Box 20.5 x 31.5 x 2.5 cm, art of Koenig & Helena floating in space by Eagle (front view, spine on underside); white series logo.
An 11 x 12 cm (folding out to 55 x 12 cm) colour leaflet shows the cover art plus three illustrations of the stickers in use on scenes from the board. "To the parent. Colorforms' toys have a rare educational value. They help a child develop and improve these seven important skills: Finger dexterity, Sense of spatial relationship, Size matching, Building ability, Color sense, Sense of neatness and order, Use of imagination and storytelling ability."
Original artwork in acrylics for the Colorforms game. Cover art is 13" x 20" (33cm x 51cm), board art 13-1/2" x 19" (34cm x 48cm).
US, UK, Europe 1974
The ViewMaster system for viewing 3D colour images was invented in 1939 by William Gruber for US company Sawyers, which specialized in souvenir photo postcards. They used newly invented 16mm Kodachrome colour film, mounted as seven stereo pairs in a cardboard wheel. Their early sets focussed on scenic attractions, although the first big orders came in World War 2 for the US military to train soldiers in aircraft identification (ironically, Gruber, a German immigrant, was a supporter of the Nazis and was investigated by the FBI).
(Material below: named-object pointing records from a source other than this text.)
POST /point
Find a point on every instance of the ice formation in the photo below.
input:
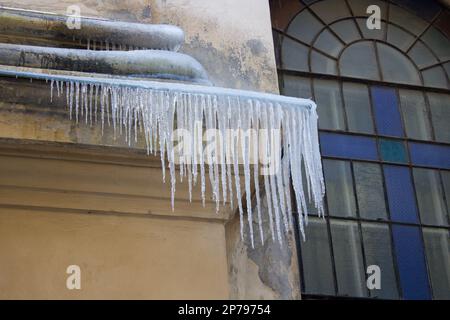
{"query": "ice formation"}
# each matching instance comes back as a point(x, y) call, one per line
point(282, 142)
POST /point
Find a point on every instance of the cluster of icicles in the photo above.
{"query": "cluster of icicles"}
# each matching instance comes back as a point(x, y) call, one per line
point(156, 113)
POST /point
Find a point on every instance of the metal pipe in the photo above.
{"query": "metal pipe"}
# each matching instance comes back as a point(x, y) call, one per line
point(169, 86)
point(140, 63)
point(46, 26)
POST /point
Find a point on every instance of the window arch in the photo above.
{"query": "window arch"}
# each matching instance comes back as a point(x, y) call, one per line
point(383, 101)
point(323, 30)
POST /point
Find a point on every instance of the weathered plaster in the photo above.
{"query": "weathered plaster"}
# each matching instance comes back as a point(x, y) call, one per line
point(233, 41)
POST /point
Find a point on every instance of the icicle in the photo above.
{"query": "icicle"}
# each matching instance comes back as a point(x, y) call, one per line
point(283, 133)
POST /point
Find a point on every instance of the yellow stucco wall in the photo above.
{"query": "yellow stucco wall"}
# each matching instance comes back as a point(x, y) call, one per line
point(69, 195)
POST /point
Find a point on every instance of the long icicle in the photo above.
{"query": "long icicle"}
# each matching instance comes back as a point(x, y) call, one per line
point(247, 127)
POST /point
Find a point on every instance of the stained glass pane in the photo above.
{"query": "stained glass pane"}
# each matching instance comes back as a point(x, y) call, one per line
point(387, 115)
point(445, 175)
point(447, 69)
point(304, 27)
point(399, 38)
point(359, 7)
point(415, 115)
point(411, 262)
point(400, 193)
point(407, 20)
point(393, 151)
point(357, 105)
point(350, 271)
point(430, 155)
point(339, 186)
point(322, 64)
point(370, 191)
point(347, 146)
point(438, 43)
point(294, 56)
point(316, 259)
point(437, 248)
point(430, 197)
point(296, 86)
point(346, 30)
point(328, 97)
point(440, 114)
point(328, 43)
point(331, 10)
point(396, 67)
point(378, 251)
point(421, 55)
point(359, 61)
point(377, 34)
point(435, 77)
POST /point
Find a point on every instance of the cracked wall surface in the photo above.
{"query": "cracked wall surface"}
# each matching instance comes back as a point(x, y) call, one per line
point(232, 39)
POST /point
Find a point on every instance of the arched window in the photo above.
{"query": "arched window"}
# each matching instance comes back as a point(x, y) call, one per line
point(383, 99)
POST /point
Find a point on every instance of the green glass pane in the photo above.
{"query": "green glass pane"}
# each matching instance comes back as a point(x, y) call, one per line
point(393, 151)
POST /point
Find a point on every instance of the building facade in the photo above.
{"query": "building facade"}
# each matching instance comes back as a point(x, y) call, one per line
point(384, 112)
point(70, 195)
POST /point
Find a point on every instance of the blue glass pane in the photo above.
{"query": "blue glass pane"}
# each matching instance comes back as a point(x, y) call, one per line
point(393, 151)
point(348, 146)
point(402, 205)
point(387, 115)
point(411, 262)
point(430, 155)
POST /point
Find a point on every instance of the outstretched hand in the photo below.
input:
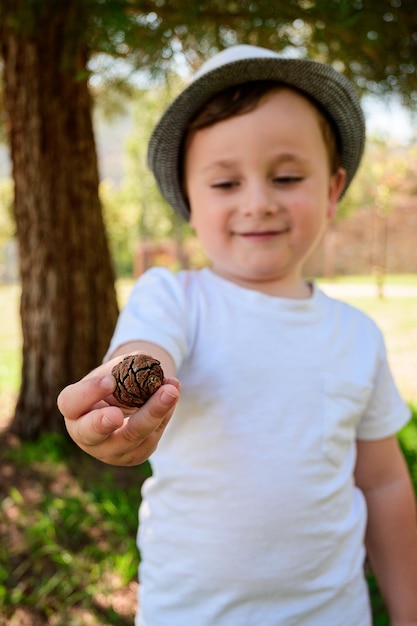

In 1966 Sawyers was acquired by GAF, a film processing company originally formed out of the American subsidiaries of German companies. GAF positioned the ViewMaster as a children's toy, and signed up television licenses. Sawyers had a Belgian plant from the 1960s, and by the 1970s the European and American divisions of GAF were producing specific reels and viewers for their markets, as well as sharing popular content.
Viewmaster offered educational and travel titles as well as TV series and films. Their photographers were allowed to visit studio sets during filming with special 3D cameras. Martin Landau and Barbara Bain had previously been shot in 3D on Mission Impossible (episode The Bunker, 1969). Viewmaster also visited the sets of Batman, Star Trek, Bonanza and in the UK Thunderbirds and UFO.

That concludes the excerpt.